TCMB, faiz kararını açıkladı ve sabit faiz politikalarıyla ilgili gelecek beklentilerini paylaştı. Ekonomik istikrar ve enflasyonla mücadele konusundaki stratejileri hakkında detaylar için makalemizi okuyun.
Bu hafta, Türkiye Cumhuriyeti Merkez Bankası (TCMB) önemli bir karar alarak, banka politika faizini %50 seviyesinde sabit tuttuğunu duyurdu. Açıklanan karar metninde, ilerleyen dönemlerde faiz indirimine gidebileceğinin sinyalleri verildi. Ayrıca, TCMB kısa vadeli mevduatlara uygulanan zorunlu karşılık oranlarını artırma kararı da aldı. Kısa vadeli TL mevduat karşılık oranı %15’ten %17’ye yükseltildi.
Uzun bir süredir, kısa vadeli mevduatlarda yüksek faiz politikası izleyen TCMB, uzun vadeli mevduatlarda ise düşük faiz uygulamaktaydı. Peki, Merkez Bankası’nın faiz kararı sonrası mevduatlar nasıl etkilenecek? Parasını mevduatta değerlendirmek isteyenler hangi yolu izlemeli? Bu konudaki merak edilenleri Yeminli Mali Müşavir ve Ekonomist Muhammet Bayram, milliyet.com.tr’ye değerlendirdi:
“Merkez Bankası son kararıyla birlikte politika faizini %50’de sabit tuttu. Sekizinci toplantıda da faizi sabit tutan Merkez Bankası, önümüzdeki dönemlerde faiz indirimine yeşil ışık yakmış olsa da, bence Aralık ayında faiz indirimi ihtimali düşük görünüyor.”

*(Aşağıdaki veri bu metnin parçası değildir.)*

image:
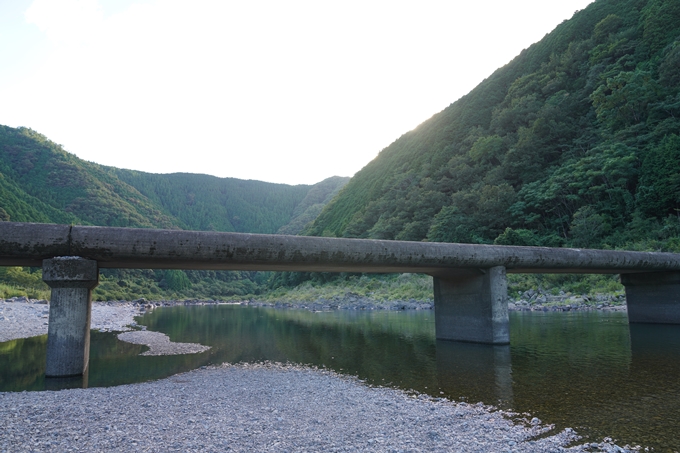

“Uzun ve kararlı bir şekilde enflasyona karşı mücadelede sıkı para politikasını sürdüren Merkez Bankası, bu mücadelenin sonlarına gelmiş görünmekle birlikte, hala düşük ve kalıcı beklentinin tesisi için bir sonraki dönemde faiz indirim mekanizmasını çalıştıracaktır.”
“Hizmet enflasyonundaki katılık ve temel mal enflasyonundaki seyirle birlikte, Merkez Bankası’nın politika faiziyle değil de diğer sterilizasyon araçlarıyla piyasa faizini dengelemeye çalıştığını gözlemliyoruz.”
“Merkez Bankası’nın politika faizini sabit tutmasından sonra, artan TL mevduat payı ve rekor düzeyde azalan kur korumalı mevduat bakiyesi dikkate alındığında, TL mevduat karşılık oranları %15’ten %17’ye, döviz mevduat karşılık oranları ise %5’ten %4’e düşürüldü. Bankalar, bu durumun sonucunda TL mevduatlarına yönelimlerini azaltacaklar. Zorunlu karşılık oranlarının artması, bankaların maliyetlerini artıracak ve TL mevduatlarına olan iştahı azaltacaktır.”
“Bu da demek oluyor ki, TL mevduat toplamak için yüksek faiz veren bankalar, önümüzdeki dönemlerde artan zorunlu karşılık oranları nedeniyle TL mevduatlarına daha az faiz vermeye başlayacaklardır. Merkez Bankası, politika faizini düşürmeden ve gerekli yurt dışı kaynağı sağlamadan bir hamle yapmayacak. Zorunlu karşılık oranları gibi sterilizasyon araçlarıyla birlikte politika faizini dengeleyecektir.”
“Şu an yüksek faiz trenine binmek için son vagon diyebiliriz. Son vagonu kaçırmak istemeyen yatırımcılar, yüksek faiz fırsatından yararlanmalıdır. Merkez Bankası’nın politika faizini indirmeye başlayacağını düşündüğümüzde, reel faizlerdeki ilk indirimlerin başladığını görebiliriz. Politika faizindeki ilk indirim ise ocak ayı itibarıyla yapılacaktır. Bu nedenle dövizi olanlar, mutlaka dövizlerini bozdurup mevduata geçmelidir. Çünkü dövizin getirisi, enflasyonun altında kalmaktadır. Yatırımcıların son yüksek faiz getirisini kaçırmamalarını tavsiye ediyorum.”
“Halihazırda borsanın en büyük rakibi, politika faizinin yüksekliğidir. Merkez Bankası’nın faizi sabit tutarak güvercin açıklamalarla politika faizini düşürmeye göz kırpmasıyla birlikte, özellikle bankacılık hisseleri başta olmak üzere borsa yükselişe geçti. Mevduattan çıkan kaynakların, öncelikle gideceği yer borsa olacaktır.”